I don’t believe in anything, he said. I test.
He’s testing you, she realized. He might not even know it, but he’s testing you.
Alix took a deep breath and turned the key off in the ignition. The MINI went silent.
“What are you doing?” Moses asked. He almost sounded alarmed.
Alix didn’t answer, just pulled the keys out of the ignition and held them up for him. They dangled in the darkness, glinting.
“Trust me,” she said. “I already trust you.”
34
“YOU ARE CRAZY.”
“Are you going to take my keys or not?”
“You don’t have any reason to trust me!”
Alix laughed. “I thought we were worried about you trusting me, not the other way around.”
“This isn’t a game, Alix.”
“I know.” She let the keys drop into the passenger seat. “There they are, if you want them.”
“Alix, don’t do this.”
“Don’t trust you?” Alix asked. “Why not? Why wouldn’t I trust the guy who goes off and rescues kids from evil foster homes? Why wouldn’t I trust a guy who spends his time trying to stop bad people from doing bad things in the world? Why wouldn’t I trust a guy who seems to have the trust and respect of probably the smartest girl I ever met? Why wouldn’t I trust the—”
“—the guy who stalked you and put you in a cage,” Moses interrupted vehemently.
Alix reached up and touched his hand where it rested on her throat. She could feel him shaking. Could feel his whole body shaking. She swallowed. “Yeah. That. Why wouldn’t I trust that guy?” She felt him start to draw away, but she tightened her hand around his, holding him there. She pressed his hand against her throat. “Why wouldn’t I trust that guy, too?”
“Alix…” On his lips, her name sounded so soft and full of regret that Alix almost wanted to cry. Instead, she pressed his hand against her throat. “I trust you,” she said. “I’m not afraid of you anymore. I know you.”
“That’s not true.”
“No,” Alix said. “It is true.” She lifted his hand from her throat and twined her fingers in his. “I didn’t know you before. Now I do. And you know me. And neither of us is the same as we were before.” She squeezed his hand gently. “Neither of us is the same.”
“Alix…” he said again, his voice ragged with emotion.
“I trust you,” she said, and his hand tightened on hers.

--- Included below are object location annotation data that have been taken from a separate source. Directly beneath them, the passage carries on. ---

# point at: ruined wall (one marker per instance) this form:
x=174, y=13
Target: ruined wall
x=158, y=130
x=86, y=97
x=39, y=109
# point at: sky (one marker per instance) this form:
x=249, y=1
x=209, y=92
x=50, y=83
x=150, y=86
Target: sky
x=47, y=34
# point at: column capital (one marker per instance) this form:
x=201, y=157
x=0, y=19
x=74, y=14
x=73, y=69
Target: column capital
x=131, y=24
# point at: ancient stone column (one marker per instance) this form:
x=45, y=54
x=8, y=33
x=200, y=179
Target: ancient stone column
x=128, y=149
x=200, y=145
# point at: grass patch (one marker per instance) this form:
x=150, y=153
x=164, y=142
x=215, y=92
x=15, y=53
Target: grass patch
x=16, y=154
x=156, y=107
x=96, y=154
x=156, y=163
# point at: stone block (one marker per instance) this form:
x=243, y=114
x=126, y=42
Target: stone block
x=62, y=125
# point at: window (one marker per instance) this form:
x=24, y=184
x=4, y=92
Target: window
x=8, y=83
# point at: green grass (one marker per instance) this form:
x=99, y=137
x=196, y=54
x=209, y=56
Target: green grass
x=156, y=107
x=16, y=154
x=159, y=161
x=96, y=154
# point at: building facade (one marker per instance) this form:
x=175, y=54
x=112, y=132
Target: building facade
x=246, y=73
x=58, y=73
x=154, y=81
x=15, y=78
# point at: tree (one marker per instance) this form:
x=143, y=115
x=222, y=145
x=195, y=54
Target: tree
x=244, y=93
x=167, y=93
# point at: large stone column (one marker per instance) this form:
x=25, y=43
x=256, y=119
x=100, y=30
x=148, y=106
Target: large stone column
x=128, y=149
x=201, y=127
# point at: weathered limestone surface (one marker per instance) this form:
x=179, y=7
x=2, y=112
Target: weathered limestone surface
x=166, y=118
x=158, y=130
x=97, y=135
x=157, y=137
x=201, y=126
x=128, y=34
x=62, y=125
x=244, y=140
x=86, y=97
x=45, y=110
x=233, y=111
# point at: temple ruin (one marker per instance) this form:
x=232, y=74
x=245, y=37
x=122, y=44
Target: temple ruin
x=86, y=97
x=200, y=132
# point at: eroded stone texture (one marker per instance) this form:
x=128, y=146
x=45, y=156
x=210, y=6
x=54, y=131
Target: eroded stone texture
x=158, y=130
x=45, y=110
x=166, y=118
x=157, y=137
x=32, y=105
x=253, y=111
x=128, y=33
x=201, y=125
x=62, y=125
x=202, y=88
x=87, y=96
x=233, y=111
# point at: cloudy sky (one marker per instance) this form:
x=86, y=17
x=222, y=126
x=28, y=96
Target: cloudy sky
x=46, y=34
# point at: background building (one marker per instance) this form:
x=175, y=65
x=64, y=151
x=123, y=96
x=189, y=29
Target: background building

She was fascinated by their hands. Two people, interlocked. Tightening their connection to each other.
“How do you know?” he whispered. “How do you know you can trust?”
“You can’t know,” she said. “That’s what trust is.”
Slowly, she drew him forward, so that she could finally see him. Their faces were inches apart. He’s beautiful, she thought. He has beautiful eyes. She reached up to touch his cheek, wanting him. Wanting to see herself in those eyes, hoping that he saw something beautiful in turn.
“You’re shaking,” he said.
“So are you.”
“Do you want me to let you go?” he asked.
“No.”
“That’s good,” he said seriously. “I don’t want to let you go.”
And then they were kissing, and all Alix could think was that she was home.
“Truce?”
“Truce.”
They lay together in his bed, entangled and comfortable. Alix rolled over and looked at Moses. God, he was beautiful. She ran her hand down his chest, amazed at his skin, at his body, at his muscles. It felt so surreal. She kept trying to figure out how it had happened, if it was a dream. She wondered if he was going to suddenly realize that he’d made a mistake.
He was looking at her, amused.
“What?” she asked.
“Nothing. I was going to ask you the same thing. What’s going on inside that big brain of yours?”
“Nothing.”
He nodded, but he didn’t look away or let her off the hook. He just waited. She laughed and rolled away, feeling self-conscious.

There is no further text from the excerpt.